I haven't heard of an _Erectus_ date earlier than about 2 million
years ago (mya). Do you have a reference?

There is a problem here with how people use words. The essence of
"species" as used by most biologists is reproductive isolation -- the
boundary of a "species" is the limit to which genes can mix by mating
(with plenty of caveats). Lacking a time machine, one cannot always
decide whether two populations of creatures that lived at different
times are one species, or two. People like to use the word "lineage"
instead. To understand what it means, imagine that you had a complete
and correct phylogenetic family tree showing the evolution of the
populations of creatures in which you were interested. (Usually you
don't have any such thing.) Slice the tree horizontally, and the number
of distinct cut surfaces you produce is the number of extant species at
that time -- that is, the number of extant species is the number of
distinct branches of the tree that pass upward through the given time.
(More caveats about what happens if a cut intercepts a speciation
process.) A "lineage" is a maximal interval on a specific branch,
between nodes -- a segment of the evolution of a population within which
no speciation events took place. That's not the same as saying that no
evolution took place, of course
Thus, if you happen to believe that no speciation event took place
in the lineage leading to _Homo_sapiens_ in the last two million years
(a controversial subject), you would say that we and the creature
commonly known as _Homo_erectus_ are on the same lineage, and you would
probably use the first-published of the two species names --
_Homo_sapiens_ -- to label that lineage. In that view, one could say
that the lineage of _Homo_sapiens_ was extant two million years ago.
Yet even if so, no one doubts that there are substantial physiological
differences between the members of that lineage who lived then, and
those who live now.

-- Jay Freeman, First Extropian Squirrel


Beck, Benjamin B., 1980. _Animal_Tool_Behavior_, Garland STPM
Press. (This work is in part a catalog of behavior, with copious
references. It is fascinating, thoughtful, and humbling. I
occasionally cite cataloged behavior as, e.g.: (Beck, 1980, p. 29,
citing Hess).)

Fossey, Dian, 1983. _Gorillas_in_the_Mist_, Houghton Mifflin.

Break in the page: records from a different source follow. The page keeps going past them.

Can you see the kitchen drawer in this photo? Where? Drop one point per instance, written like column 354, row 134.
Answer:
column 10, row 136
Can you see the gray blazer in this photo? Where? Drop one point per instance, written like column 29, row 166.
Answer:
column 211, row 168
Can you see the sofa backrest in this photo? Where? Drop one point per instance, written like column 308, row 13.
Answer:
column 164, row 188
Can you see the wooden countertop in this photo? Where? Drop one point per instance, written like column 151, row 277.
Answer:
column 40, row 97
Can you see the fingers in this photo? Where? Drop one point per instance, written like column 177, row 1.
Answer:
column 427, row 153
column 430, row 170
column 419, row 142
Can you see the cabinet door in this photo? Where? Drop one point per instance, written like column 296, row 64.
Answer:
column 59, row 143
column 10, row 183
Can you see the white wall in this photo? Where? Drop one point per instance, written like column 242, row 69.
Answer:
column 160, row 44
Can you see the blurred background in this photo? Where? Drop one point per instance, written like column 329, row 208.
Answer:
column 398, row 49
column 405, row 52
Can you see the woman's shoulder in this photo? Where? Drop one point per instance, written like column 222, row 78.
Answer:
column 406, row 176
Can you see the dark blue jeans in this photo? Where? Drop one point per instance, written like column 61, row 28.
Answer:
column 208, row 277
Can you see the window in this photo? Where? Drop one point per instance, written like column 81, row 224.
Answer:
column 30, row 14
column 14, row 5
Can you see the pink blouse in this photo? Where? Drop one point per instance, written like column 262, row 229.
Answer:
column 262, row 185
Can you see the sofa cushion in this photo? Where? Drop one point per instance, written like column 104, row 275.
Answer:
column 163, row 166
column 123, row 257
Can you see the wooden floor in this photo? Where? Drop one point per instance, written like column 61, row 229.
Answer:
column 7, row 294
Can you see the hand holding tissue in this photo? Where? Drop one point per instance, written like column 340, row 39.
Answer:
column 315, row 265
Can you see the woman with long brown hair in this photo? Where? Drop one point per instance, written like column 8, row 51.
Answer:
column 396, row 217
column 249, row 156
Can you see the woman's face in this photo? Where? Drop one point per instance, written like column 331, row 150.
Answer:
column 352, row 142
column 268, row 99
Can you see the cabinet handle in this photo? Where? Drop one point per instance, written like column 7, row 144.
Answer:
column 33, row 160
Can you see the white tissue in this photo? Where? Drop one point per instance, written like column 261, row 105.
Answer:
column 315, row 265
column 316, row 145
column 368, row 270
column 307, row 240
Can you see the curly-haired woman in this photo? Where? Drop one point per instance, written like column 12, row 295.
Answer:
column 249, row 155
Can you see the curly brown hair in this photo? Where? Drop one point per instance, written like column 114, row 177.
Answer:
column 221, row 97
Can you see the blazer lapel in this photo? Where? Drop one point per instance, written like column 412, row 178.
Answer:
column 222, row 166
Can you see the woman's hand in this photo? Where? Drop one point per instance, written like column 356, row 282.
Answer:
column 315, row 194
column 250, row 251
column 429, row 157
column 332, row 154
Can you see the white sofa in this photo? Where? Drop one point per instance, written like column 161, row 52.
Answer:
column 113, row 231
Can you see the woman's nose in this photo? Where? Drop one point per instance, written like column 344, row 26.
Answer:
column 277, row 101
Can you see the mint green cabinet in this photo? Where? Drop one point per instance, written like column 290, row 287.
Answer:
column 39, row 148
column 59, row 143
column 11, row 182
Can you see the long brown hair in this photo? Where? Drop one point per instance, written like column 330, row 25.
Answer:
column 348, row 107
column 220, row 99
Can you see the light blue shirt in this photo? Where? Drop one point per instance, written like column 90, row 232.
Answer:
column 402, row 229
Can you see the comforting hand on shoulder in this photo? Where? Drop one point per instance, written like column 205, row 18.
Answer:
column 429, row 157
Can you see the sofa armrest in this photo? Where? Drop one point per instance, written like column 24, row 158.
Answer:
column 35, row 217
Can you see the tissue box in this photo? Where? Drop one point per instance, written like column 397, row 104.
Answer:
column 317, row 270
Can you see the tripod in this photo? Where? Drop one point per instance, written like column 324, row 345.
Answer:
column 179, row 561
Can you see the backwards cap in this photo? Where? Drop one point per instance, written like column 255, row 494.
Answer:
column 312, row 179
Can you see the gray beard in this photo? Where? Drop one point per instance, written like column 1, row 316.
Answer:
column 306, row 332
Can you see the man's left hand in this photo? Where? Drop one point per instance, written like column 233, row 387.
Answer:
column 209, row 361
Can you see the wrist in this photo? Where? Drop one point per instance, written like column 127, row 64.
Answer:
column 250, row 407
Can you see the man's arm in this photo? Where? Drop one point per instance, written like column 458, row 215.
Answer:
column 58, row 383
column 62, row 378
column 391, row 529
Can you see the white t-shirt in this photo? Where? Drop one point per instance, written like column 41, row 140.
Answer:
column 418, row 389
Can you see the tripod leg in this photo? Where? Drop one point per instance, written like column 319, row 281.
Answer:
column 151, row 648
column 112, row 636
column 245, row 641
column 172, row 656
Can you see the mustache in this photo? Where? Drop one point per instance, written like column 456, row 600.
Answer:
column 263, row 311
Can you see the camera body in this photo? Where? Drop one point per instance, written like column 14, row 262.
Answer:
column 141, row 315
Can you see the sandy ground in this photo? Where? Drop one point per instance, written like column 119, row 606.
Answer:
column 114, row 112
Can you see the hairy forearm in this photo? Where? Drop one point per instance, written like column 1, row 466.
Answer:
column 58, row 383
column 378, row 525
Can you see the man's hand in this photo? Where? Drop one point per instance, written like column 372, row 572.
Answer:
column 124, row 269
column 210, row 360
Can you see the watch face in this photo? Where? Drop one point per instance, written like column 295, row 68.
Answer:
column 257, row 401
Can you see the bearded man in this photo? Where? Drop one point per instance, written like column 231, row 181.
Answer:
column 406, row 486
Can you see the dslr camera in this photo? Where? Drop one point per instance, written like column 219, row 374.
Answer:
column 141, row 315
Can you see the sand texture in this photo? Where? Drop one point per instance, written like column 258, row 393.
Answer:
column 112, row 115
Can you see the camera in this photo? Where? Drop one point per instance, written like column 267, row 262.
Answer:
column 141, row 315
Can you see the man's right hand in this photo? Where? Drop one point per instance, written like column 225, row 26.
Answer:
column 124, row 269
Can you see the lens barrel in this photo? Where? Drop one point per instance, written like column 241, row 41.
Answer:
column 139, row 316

Fragaszy, Dorothy M., and Leah E. Adams-Curtis, 1991. "Generative
Aspects of Manipulation in Tufted Capuchin Monkeys
(_Cebus_apella_)", _J._Comp._Psych._ 105, 387-397.

Goodall, Jane, 1988 (revised; original 1971). _In_the_Shadow_of_Man_,
Houghton Mifflin.

Schaller, George B., 1964. _The_Year_of_the_Gorilla_, Ballantine.

Westergard, Gregory Charles, 1988. "Lion-Tailed Macaques
(_Macaca_silenus_) Manufacture and Use Tools", _J._Comp._Psych._
102, 152-159.

Westergard, Gregory Charles, and Dorothy Munkenbeck Fragaszy,
1987. "The Manufacture and Use of Tools by Capuchin Monkeys
(_Cebus_apella_)", _J._Comp.__Psych._ 101, 159-168.